Programas simples e transparentes tendem a gerar maior engajamento do que estruturas excessivamente complexas.

O trabalho remoto reduziu as diferenças salariais entre regiões?

Em parte, sim.

A expansão do trabalho remoto aumentou a concorrência nacional por profissionais comerciais e levou muitas empresas a adotar políticas salariais menos dependentes da localização.

Ainda assim, fatores como custo de vida, concentração de empresas de tecnologia e disponibilidade de talentos fazem com que regiões como São Paulo, Campinas, Florianópolis, Curitiba e Belo Horizonte continuem apresentando remunerações, em média, superiores às de outras localidades.

O salário é o principal fator para atrair bons SDRs?

Não.

Embora a remuneração seja um fator importante, candidatos também avaliam:

  • Plano de carreira.
  • Qualidade da liderança.
  • Modelo de trabalho (presencial, híbrido ou remoto).
  • Cultura organizacional.
  • Programa de treinamento.
  • Benefícios.
  • Estabilidade da empresa.

Em muitos casos, uma proposta equilibrada gera maior atratividade do que simplesmente oferecer o maior salário do mercado.

Como saber se a faixa salarial da empresa está competitiva?

Alguns indicadores ajudam a responder essa pergunta:

  • Tempo para preencher vagas.
  • Taxa de aceite das propostas.
  • Número de candidatos qualificados.
  • Turnover voluntário.
  • Tempo médio de permanência.
  • Quality of Hire.

Se esses indicadores pioram continuamente, pode ser necessário revisar tanto a política salarial quanto a proposta de valor oferecida aos candidatos.

Com que frequência o benchmark salarial deve ser atualizado?

O ideal é revisar as faixas pelo menos uma vez por ano.

Também é recomendável realizar revisões extraordinárias quando ocorrerem mudanças relevantes, como:

  • Aumento da concorrência por talentos.
  • Expansão para novos mercados.
  • Alteração significativa do modelo comercial.
  • Mudanças importantes na estratégia de remuneração.

Dessa forma, a empresa reduz o risco de perder competitividade na atração de profissionais.

Considerações finais

O benchmark salarial de SDR deve servir como ponto de partida para a construção de uma política de remuneração consistente, e não como uma tabela fixa aplicável a qualquer empresa.

A remuneração ideal depende da combinação entre senioridade, complexidade da venda, modelo de negócio, localização, benefícios, remuneração variável e perspectivas de crescimento.

Ao longo deste conteúdo, foram apresentados benchmarks por senioridade, região e tipo de empresa, além dos fatores que mais influenciam a percepção de valor dos candidatos e as boas práticas utilizadas por empresas de tecnologia para manter suas ofertas competitivas.

Também ficou evidente que analisar apenas o salário-base é insuficiente.
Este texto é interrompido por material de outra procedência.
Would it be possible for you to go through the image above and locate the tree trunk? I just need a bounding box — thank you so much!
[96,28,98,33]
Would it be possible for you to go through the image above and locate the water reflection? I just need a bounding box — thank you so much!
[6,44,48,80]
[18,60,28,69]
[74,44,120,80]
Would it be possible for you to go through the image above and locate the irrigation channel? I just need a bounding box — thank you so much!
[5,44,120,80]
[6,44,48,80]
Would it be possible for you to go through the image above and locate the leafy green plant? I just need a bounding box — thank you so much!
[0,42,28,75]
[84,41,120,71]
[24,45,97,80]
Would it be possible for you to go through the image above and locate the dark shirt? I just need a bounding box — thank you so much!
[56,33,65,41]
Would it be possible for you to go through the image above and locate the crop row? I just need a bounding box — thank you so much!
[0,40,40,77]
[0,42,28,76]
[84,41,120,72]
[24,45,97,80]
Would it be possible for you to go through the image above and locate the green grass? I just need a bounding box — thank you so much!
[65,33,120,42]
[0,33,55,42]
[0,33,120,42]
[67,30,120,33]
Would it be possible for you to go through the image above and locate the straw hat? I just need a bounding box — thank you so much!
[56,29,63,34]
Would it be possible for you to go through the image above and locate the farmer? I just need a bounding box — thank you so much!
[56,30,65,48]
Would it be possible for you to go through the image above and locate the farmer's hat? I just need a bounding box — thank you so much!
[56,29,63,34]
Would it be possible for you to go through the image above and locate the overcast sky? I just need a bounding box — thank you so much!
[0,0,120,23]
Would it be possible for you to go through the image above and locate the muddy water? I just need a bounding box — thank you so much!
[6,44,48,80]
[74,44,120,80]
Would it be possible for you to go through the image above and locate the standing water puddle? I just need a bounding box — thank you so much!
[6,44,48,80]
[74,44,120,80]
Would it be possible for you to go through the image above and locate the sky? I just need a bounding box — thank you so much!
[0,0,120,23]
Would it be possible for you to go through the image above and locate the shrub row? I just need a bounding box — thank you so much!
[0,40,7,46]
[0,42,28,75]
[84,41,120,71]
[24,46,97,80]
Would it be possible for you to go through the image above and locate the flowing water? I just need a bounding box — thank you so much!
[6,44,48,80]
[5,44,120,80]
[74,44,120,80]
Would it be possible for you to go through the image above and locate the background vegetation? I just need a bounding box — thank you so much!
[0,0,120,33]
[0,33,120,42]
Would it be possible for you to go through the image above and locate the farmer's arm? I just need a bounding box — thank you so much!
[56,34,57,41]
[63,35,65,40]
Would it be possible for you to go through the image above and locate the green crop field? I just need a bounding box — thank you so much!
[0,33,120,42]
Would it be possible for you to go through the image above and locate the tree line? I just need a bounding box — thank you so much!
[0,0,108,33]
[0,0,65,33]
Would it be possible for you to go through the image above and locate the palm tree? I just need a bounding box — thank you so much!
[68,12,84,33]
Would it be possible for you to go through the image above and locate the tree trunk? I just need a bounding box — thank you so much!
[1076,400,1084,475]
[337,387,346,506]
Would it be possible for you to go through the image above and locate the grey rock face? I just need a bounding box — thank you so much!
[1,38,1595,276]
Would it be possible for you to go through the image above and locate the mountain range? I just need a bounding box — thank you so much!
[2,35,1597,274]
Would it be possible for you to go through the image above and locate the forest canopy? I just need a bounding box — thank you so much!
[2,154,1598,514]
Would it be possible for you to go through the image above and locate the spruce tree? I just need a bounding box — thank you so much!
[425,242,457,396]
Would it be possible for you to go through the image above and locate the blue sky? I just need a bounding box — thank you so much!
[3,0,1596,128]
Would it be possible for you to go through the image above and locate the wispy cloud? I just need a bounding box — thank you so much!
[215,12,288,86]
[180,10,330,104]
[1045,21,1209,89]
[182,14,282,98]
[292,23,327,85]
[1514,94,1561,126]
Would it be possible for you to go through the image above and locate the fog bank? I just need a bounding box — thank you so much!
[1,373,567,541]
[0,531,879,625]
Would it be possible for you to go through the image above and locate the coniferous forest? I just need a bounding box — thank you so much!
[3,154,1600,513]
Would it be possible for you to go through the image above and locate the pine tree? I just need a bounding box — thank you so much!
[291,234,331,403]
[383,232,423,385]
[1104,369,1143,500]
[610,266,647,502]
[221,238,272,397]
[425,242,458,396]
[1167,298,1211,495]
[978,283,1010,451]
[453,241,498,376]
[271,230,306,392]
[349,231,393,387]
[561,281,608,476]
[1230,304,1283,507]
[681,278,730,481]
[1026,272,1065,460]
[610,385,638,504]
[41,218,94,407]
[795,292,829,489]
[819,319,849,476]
Indicadores como OTE, plano de carreira, benefícios e qualidade da liderança influenciam diretamente a capacidade de atrair e reter SDRs de alta performance.

Empresas que revisam periodicamente suas faixas salariais, acompanham indicadores de recrutamento e utilizam múltiplas fontes de benchmark tendem a tomar decisões mais consistentes e reduzir dificuldades na contratação de profissionais comerciais.